Theresa May in questi giorni aveva cercato di calmare le acque agitate del partito conservatore, aspettate di vedere la dichiarazione di intenti politici prima di votare contro questo accordo. È rivolto a loro, infatti, il paragrafo che parla di confine irlandese: verranno prese in considerazione «misure facilitative e tecnologie» che consentano di evitare il ritorno a un confine fisico. Una formulazione che riprende le parole stesse usate dai brexiteers e che, nelle intenzioni della premier, dovrebbe far cambiare idea a molti parlamentari che le hanno voltato spalle. Si vedrà, le prime reazioni non sono incoraggianti per il governo.
«L'accordo giusto per il Regno Unito, che attua il referendum del 2016», l'ha definito la May. Ventisei pagine di insulsaggini, è la voce di Corbyn, che potrebbero essere state scritte 2 anni fa. Oltre ad affrontare il tema del confine, la dichiarazione contiene il proposito di stabilire un'area di libero scambio per i beni, che faccia leva sulla cooperazione reciproca in campo doganale e normativo. Cioè il definitivo abbandono da parte di Theresa May di un'area di libero scambio tra l'Europa e il Regno Unito, basata su regole comuni, che avrebbe in pratica mantenuto Londra all'interno del mercato comune. Si fa poi riferimento al fatto che «sarà migliorata la singola area doganale contenuta» nell'accordo tecnico, la famigerata clausola di backstop che scatterà a partire da fine 2020, non dovesse essere trovata un'alternativa a un confine fisico in Irlanda. Il punto è controverso, potrebbe significare che Londra non sarà libera di stringere nuovi accordi commerciali con paesi extra europei: sarebbe una Brexit a metà che non consente a Londra di acquisire vantaggi competitivi e commerciali rispetto ai paesi dell'Unione, fumo negli occhi dei breexiters. Si parla poi di volontà «di esplorare la possibilità di cooperazione tra le autorità del Regno Unito e le Agenzie dell'Unione Europea» in campo farmaceutico, chimico e nell'aviazione. Un politichese mellifluo che rivela l'ammorbidimento di Bruxelles a favore di una collaborazione con Londra in questi campi.

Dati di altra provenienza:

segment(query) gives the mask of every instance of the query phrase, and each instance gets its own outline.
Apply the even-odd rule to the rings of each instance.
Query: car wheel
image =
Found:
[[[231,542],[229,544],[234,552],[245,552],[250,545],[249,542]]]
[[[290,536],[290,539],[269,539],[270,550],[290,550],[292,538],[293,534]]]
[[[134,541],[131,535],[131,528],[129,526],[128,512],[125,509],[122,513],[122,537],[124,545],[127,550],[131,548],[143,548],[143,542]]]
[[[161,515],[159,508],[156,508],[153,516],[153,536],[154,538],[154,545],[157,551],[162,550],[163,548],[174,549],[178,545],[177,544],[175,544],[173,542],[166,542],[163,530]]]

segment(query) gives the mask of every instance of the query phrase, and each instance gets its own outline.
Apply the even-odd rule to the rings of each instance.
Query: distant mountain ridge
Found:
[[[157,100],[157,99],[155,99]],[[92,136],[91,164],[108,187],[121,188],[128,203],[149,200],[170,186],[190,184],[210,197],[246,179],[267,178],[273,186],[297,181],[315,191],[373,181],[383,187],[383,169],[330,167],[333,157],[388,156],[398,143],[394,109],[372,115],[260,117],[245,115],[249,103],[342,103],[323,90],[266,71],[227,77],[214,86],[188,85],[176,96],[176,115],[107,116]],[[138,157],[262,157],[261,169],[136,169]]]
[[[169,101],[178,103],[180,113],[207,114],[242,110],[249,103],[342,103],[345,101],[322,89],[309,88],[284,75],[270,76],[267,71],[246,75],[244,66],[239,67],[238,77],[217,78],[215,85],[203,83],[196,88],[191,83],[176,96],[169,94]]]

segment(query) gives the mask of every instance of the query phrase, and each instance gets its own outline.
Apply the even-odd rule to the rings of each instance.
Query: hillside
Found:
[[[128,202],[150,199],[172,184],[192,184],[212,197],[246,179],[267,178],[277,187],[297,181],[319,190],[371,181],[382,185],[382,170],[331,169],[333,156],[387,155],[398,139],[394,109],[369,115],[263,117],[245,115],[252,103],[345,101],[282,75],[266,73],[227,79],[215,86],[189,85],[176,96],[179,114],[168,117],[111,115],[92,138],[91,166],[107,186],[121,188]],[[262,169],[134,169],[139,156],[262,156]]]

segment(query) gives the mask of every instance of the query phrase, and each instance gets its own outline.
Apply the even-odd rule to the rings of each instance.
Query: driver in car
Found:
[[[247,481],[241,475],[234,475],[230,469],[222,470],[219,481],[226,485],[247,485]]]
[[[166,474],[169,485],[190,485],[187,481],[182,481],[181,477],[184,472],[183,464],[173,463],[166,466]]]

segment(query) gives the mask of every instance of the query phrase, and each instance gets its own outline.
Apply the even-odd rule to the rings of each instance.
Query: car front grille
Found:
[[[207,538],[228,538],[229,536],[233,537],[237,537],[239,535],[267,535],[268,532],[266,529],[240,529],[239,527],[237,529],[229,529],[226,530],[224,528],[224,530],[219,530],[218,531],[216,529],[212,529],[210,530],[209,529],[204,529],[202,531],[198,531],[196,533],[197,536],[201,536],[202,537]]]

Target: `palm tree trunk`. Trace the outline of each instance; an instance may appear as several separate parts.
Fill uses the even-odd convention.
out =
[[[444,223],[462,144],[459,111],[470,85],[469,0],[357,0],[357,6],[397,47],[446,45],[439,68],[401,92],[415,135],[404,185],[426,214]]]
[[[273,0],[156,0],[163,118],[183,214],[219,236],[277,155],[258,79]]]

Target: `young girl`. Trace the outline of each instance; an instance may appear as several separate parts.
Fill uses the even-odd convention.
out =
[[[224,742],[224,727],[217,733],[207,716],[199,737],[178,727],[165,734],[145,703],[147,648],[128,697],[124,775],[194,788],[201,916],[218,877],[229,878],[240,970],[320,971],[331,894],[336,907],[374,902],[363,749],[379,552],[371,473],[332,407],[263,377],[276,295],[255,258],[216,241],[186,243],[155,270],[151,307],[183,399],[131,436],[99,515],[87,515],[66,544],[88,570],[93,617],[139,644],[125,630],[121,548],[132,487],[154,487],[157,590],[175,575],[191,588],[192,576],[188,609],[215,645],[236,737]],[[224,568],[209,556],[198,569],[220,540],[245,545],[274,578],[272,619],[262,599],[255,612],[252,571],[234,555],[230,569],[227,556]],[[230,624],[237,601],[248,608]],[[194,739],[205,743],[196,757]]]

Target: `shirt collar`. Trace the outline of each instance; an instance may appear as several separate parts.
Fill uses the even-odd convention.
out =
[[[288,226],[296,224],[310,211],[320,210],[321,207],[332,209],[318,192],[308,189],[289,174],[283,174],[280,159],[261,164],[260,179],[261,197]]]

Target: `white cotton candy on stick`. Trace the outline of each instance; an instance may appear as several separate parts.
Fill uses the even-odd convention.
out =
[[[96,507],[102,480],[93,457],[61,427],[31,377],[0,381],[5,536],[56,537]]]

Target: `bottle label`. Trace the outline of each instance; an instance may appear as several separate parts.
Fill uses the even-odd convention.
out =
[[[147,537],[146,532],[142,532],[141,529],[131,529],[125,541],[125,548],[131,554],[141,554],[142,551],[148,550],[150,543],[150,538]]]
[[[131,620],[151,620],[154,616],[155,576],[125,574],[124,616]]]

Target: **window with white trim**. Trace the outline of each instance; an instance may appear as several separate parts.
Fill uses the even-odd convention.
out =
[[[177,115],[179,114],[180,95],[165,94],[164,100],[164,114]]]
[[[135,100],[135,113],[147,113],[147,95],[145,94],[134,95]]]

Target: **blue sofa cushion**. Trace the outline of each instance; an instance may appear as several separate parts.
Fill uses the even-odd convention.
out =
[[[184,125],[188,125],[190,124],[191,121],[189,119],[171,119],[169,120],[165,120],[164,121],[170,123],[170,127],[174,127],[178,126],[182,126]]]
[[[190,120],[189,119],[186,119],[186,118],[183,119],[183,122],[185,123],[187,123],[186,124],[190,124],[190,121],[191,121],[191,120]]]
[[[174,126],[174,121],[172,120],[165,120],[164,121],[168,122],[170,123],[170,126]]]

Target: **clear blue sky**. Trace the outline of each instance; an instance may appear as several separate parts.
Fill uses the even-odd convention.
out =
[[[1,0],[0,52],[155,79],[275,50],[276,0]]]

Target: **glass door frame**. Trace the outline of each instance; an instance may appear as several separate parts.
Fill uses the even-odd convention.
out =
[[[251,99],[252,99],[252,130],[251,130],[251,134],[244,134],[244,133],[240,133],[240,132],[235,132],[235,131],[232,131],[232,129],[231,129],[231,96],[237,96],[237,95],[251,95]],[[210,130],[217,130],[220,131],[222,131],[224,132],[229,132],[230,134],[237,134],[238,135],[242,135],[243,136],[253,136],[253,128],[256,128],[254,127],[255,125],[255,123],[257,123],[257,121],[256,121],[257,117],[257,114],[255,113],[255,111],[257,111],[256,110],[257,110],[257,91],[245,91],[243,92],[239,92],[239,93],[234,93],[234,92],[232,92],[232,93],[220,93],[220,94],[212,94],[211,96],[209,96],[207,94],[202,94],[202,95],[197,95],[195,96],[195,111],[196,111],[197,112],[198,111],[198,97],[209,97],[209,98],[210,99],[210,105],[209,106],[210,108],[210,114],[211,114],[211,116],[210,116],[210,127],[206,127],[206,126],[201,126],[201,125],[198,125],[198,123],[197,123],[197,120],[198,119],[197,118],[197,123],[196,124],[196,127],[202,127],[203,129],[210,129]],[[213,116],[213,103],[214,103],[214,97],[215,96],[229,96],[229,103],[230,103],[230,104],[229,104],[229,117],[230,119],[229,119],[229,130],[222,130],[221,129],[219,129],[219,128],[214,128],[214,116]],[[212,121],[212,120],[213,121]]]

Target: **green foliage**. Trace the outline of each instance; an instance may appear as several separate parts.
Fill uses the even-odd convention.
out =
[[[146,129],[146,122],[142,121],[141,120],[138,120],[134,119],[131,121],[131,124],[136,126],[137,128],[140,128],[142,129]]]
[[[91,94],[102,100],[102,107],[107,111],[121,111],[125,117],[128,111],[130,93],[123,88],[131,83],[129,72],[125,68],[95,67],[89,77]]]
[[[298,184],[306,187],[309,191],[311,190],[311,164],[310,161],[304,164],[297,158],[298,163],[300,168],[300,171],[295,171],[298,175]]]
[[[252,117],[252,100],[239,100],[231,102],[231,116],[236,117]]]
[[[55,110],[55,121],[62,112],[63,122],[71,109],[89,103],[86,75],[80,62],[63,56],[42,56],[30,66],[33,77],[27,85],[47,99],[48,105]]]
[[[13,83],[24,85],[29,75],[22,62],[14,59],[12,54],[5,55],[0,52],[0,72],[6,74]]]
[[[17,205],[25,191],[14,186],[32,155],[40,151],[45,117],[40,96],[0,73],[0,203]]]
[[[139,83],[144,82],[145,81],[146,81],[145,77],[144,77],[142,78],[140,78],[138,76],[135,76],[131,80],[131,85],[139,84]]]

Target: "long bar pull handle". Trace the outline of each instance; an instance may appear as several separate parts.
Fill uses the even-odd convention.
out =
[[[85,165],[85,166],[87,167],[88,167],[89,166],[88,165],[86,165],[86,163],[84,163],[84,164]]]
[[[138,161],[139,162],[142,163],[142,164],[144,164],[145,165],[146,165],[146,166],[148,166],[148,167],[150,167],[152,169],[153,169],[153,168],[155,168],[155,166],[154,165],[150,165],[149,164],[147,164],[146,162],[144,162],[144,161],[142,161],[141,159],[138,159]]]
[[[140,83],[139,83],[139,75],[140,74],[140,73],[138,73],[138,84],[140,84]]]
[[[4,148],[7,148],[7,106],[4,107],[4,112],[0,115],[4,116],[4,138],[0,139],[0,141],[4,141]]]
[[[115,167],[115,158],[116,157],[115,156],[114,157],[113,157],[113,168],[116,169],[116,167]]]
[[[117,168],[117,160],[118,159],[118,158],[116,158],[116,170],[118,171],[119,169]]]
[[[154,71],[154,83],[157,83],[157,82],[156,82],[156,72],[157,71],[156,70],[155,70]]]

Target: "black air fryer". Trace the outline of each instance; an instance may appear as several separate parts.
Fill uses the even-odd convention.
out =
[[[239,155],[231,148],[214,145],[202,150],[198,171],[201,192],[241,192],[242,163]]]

Così come sulla sicurezza e sulla gestione e lo scambio dei dati informatici.
Rimangono inoltre molti punti ancora irrisolti, anche nelle intenzioni. Come l'accesso alle pescose acque scozzesi. Nonostante le pressioni di Parigi, Londra e Bruxelles si impegnano nel testo a trovare un'intesa entro il 1 luglio 2020. Una vaghezza che preoccupa i parlamentari conservatori scozzesi, che sulla promessa di riprendere il controllo delle acque territoriali si giocano le future chance di rielezione. E anche di Gibilterra non viene fatta menzione. Negli ultimi giorni il governo socialista spagnolo, soprattutto per motivi elettorali interni, ha cercato di forzare la mano sui futuri rapporti tra la Rocca territorio inglese da 300 anni e la Spagna. Un tradimento, ha dichiarato in serata Madrid.
Cosa succede ora? Entrambi i documenti dovranno essere approvati dai 27 governi dell'Unione che si riuniranno domenica in un vertice
straordinario. Non dovrebbero esserci sorprese, nonostante il colpo di coda spagnolo. La parte difficile del percorso sarà il passaggio parlamentare a Londra, a dicembre, dove i numeri continuano a non quadrare per Theresa May.